Vooral heeft onze samenleving de Zorg op vele terreinen in het leven geroepen. Gelukkig zijn er veel mensen in de zorg, die van binnenuit en niet alleen voor een salaris het noodappél van hun medemensen verstaan en vanuit liefde en mededogen voor hen zorgen.
Met ons verstand weten we van onze eindigheid, vroeg of laat; van de mogelijkheid van aantasting van het leven. (Denk aan het gesprek met onze zieke bisschop in de Limburger van vandaag/gisteren 4 september). Toch blijft er een droom, een verlangen naar leven. Als christengelovigen vertrouwen wij ons in ons verlangen naar leven toe aan God in het besef dat we het leven gekregen hebben en het niet zelf in de hand kunnen houden. Denk aan onze zieke bisschop en zijn rotsvast vertrouwen in overgave aan God.
Die houding (van verlangen naar leven waarin we ons toevertrouwen aan God) treffen we aan in veel verhalen uit de H. Schrift zoals die van vandaag. Jesaja spreekt (in de 1e lezing) de ballingen in Babylonië moed in. Weggevoerd uit hun eigen land leeft in hen heimwee, een verlangen zoals ook bij ballingen en vluchtelingen in onze tijd.

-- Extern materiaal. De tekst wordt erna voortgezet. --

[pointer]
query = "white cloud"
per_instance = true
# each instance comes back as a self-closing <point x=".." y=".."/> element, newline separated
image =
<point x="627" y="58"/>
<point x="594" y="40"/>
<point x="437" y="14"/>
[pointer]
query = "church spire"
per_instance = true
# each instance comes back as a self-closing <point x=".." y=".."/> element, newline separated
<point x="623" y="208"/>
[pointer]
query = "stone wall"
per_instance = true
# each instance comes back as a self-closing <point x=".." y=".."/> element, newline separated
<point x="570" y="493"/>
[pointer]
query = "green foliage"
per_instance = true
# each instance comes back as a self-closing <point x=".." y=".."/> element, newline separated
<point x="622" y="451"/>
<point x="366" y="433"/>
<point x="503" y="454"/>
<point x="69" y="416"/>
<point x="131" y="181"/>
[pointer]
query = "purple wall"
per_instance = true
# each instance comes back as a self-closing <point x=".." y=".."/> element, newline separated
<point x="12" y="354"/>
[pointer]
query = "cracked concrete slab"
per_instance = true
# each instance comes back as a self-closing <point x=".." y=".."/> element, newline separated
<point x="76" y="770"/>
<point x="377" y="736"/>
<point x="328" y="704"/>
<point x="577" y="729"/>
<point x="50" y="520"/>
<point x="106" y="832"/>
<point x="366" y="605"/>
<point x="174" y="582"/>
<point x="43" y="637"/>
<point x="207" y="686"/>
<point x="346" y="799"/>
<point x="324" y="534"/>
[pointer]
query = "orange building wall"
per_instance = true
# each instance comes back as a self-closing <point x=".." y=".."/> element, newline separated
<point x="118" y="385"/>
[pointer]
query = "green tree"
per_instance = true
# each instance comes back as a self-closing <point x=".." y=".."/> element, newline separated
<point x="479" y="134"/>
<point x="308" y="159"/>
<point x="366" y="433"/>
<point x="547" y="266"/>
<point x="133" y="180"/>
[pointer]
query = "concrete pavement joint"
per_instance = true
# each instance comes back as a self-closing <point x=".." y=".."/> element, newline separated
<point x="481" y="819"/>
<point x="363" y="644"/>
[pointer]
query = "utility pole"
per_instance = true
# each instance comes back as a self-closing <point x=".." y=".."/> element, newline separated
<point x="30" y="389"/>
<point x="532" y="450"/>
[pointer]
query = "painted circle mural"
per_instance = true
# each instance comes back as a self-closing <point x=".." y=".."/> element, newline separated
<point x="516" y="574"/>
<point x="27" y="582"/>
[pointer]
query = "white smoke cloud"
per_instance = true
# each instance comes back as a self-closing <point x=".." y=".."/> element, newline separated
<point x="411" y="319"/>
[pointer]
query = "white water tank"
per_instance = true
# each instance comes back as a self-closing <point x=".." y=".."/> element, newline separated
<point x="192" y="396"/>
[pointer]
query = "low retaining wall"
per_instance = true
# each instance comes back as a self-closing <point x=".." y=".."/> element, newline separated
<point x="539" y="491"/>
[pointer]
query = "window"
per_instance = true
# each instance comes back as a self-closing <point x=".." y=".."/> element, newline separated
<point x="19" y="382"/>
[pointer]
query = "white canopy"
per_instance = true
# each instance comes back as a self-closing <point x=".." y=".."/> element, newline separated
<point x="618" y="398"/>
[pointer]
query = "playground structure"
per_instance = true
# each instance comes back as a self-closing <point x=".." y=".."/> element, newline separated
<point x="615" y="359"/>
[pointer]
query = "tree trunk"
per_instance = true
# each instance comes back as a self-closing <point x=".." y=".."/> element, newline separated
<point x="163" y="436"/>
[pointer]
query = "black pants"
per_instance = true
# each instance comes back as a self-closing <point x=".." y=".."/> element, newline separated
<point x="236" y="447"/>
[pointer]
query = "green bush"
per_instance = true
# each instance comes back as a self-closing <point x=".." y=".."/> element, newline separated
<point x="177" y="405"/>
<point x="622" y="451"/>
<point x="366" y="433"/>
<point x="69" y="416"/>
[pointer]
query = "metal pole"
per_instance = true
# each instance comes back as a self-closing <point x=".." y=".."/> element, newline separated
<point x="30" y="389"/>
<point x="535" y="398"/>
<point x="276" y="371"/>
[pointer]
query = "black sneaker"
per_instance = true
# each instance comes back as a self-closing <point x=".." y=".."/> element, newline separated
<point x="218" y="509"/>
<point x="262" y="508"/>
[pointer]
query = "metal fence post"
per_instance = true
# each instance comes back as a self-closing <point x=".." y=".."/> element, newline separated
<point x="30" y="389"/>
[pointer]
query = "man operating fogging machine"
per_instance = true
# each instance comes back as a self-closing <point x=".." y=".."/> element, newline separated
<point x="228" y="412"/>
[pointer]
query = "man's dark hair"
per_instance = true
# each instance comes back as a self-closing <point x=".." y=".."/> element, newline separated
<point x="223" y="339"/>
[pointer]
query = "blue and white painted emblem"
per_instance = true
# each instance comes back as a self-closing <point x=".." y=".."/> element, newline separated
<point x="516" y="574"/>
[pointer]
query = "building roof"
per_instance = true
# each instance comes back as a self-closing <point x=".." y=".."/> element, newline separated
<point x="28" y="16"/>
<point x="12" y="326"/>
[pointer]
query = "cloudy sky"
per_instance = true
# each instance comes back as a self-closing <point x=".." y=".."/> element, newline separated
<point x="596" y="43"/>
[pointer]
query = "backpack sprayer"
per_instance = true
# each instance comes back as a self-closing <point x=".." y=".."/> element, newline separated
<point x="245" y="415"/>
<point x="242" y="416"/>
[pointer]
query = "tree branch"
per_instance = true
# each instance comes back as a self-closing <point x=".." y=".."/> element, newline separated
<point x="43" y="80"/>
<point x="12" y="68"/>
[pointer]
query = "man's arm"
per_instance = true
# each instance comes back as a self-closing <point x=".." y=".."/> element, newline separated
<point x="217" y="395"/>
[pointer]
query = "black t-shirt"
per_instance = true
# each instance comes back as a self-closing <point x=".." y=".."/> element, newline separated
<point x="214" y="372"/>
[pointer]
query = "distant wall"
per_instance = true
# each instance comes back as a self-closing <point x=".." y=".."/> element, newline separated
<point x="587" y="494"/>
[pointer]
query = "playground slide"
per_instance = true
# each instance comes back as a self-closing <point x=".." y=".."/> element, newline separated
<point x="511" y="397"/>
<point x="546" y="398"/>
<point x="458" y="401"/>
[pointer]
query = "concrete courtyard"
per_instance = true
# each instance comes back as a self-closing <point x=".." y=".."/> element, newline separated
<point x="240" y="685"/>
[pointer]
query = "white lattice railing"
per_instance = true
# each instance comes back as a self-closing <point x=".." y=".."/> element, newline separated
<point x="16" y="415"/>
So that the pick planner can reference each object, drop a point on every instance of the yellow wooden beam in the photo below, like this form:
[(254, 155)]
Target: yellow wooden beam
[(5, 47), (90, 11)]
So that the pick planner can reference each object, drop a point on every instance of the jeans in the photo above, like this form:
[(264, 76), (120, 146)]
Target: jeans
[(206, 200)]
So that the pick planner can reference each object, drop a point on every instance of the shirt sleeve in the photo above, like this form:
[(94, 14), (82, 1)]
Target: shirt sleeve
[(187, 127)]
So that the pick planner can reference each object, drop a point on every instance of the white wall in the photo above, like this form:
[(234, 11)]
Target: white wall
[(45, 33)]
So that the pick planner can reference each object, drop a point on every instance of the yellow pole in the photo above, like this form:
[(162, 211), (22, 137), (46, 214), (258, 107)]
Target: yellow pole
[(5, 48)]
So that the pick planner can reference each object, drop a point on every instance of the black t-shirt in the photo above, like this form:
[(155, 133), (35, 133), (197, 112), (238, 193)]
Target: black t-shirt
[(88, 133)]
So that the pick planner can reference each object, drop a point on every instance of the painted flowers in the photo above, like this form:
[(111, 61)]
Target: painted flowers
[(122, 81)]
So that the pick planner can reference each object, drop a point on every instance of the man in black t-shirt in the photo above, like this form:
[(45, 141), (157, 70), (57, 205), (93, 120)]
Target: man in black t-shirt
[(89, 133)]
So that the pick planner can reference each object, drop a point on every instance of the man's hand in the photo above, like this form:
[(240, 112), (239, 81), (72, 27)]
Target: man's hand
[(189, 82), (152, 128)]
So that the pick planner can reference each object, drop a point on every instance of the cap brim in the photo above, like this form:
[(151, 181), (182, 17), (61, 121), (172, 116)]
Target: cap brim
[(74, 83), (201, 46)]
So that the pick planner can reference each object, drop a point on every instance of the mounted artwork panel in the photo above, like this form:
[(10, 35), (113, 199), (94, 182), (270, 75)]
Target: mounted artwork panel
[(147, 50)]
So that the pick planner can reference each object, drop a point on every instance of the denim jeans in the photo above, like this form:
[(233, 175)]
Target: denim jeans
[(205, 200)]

Als Gods gerechtigheid mag doorbreken wordt volwaardig leven gewaarborgd, de terugkeer van de ballingen naar eigen land, waar God gediend wordt en de medemens geheeld. Denk aan vluchtelingen in onze tijd; denk aan de mensen in Afghanistan, denk aan het bedreigde leven van zovelen door het toedoen van mensen. Hun leven kan niet ‘open gaan’.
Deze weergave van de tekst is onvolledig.